Question

The circuit below consists of a variable resistor connected in series with two 2000 ohm resistors the variable resistor can be adjusted to any value between 0 to 4000 ohms as the resistance of a variable resistor is changed what is the smallest possible reading on the voltmeter

Answer 1

3V

Step-by-step explanation:

We take variable resistance as 4000 ohms as voltages are different as resistors are connected in series. Also, as voltage (V) ∝ resistance (R), higher the voltage, higher the resistance used. When most of the voltage out the provided 12V from the cell is used, we can get the least voltage for the 2000 ohm resistor where the voltmeter is connected.

Adding all the resistors:

R(eq) = R₁ + R₂ + R₃ = 4000 + 2000 + 2000 => 8000Ω

By ohm's law:

I = V/R(eq) = 12/8000 => 0.0015A

Again, by ohm's law:

V = IR₂ = 0.0015A * 2000Ω

∴ V = 3V

Hope this helps!

Answer 2

The smallest possible reading on the voltmeter in the circuit is obtained when the variable resistor is set to its minimum value of 0 ohms. This results in an equivalent resistance of 1000 ohms for the circuit, which is connected to the adjustable voltage source.

Step-by-step explanation:

The smallest possible reading on the voltmeter in the circuit will occur when the variable resistor is set to its minimum value, which is 0 ohms. In this case, the two 2000 ohm resistors are effectively in parallel, since the variable resistor has no resistance.
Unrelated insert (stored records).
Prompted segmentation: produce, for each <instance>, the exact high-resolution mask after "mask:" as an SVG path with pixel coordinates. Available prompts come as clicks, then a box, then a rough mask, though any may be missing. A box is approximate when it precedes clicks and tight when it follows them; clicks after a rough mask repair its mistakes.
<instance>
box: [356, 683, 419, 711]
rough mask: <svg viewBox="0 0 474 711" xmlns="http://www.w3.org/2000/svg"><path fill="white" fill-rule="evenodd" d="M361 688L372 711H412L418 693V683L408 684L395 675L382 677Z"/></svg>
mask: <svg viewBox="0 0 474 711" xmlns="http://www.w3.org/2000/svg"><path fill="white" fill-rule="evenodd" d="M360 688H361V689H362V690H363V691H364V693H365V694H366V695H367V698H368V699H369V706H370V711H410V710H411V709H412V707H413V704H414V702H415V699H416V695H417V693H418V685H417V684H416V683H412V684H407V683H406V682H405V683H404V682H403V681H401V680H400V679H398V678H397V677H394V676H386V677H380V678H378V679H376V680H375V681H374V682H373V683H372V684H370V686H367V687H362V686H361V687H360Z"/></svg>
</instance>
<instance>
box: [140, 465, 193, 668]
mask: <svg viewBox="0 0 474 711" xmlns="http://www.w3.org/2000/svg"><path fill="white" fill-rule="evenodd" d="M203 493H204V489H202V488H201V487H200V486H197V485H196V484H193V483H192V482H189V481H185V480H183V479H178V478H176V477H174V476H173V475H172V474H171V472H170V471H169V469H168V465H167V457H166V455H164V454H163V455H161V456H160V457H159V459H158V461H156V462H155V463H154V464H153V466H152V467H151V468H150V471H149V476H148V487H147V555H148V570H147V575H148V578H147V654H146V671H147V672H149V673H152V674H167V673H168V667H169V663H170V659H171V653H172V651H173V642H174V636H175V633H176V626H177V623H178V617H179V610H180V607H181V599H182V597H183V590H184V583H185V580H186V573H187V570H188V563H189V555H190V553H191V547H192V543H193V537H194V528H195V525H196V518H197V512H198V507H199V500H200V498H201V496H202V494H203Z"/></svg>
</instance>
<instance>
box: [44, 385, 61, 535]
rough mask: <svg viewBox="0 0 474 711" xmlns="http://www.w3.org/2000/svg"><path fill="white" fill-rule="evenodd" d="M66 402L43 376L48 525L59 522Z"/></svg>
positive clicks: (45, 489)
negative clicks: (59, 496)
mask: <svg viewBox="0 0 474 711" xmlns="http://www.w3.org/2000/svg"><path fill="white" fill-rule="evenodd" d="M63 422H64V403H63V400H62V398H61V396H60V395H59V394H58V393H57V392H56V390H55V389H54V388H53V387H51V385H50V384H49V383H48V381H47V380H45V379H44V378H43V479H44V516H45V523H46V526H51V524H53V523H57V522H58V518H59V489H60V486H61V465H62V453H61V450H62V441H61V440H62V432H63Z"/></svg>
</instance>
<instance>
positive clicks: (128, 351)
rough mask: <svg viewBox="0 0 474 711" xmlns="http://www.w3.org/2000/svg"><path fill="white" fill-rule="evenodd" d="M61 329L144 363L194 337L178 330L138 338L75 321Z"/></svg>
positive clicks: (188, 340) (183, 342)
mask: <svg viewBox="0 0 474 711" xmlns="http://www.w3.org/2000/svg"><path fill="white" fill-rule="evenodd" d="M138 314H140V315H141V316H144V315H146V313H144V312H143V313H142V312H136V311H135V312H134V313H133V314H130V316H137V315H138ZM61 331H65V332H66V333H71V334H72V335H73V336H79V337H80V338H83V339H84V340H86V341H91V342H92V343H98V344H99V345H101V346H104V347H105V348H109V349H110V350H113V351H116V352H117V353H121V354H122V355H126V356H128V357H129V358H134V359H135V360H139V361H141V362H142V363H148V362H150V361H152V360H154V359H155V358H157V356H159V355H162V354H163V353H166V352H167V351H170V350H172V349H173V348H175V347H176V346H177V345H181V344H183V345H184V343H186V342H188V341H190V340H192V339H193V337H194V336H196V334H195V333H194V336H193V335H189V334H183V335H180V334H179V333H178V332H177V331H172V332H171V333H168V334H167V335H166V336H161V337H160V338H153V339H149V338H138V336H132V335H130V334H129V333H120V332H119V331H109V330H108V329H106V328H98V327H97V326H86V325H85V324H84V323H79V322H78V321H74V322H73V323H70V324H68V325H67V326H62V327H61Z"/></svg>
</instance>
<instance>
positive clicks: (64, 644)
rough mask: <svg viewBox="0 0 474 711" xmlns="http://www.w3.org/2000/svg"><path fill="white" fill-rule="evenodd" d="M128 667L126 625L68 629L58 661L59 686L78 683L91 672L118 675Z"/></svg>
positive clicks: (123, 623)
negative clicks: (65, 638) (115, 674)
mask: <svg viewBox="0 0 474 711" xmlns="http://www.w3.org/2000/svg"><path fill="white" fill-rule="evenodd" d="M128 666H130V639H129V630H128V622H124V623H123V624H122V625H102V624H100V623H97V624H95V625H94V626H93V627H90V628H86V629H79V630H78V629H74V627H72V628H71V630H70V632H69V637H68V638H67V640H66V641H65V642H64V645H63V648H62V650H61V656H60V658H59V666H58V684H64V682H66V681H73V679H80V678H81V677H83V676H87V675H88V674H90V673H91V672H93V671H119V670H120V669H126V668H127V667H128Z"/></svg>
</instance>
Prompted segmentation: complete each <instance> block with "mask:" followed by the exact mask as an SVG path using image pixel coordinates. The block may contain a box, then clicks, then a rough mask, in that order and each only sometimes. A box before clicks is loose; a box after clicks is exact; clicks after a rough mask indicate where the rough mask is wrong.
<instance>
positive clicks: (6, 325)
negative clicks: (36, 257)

The equivalent resistance of two resistors in parallel is given by the formula:

1/Req = 1/R1 + 1/R2

Using this formula with R1 = R2 = 2000 ohms, we can find that the equivalent resistance is 1000 ohms. Therefore, the smallest possible reading on the voltmeter will be obtained when the equivalent resistance is connected to the adjustable voltage source.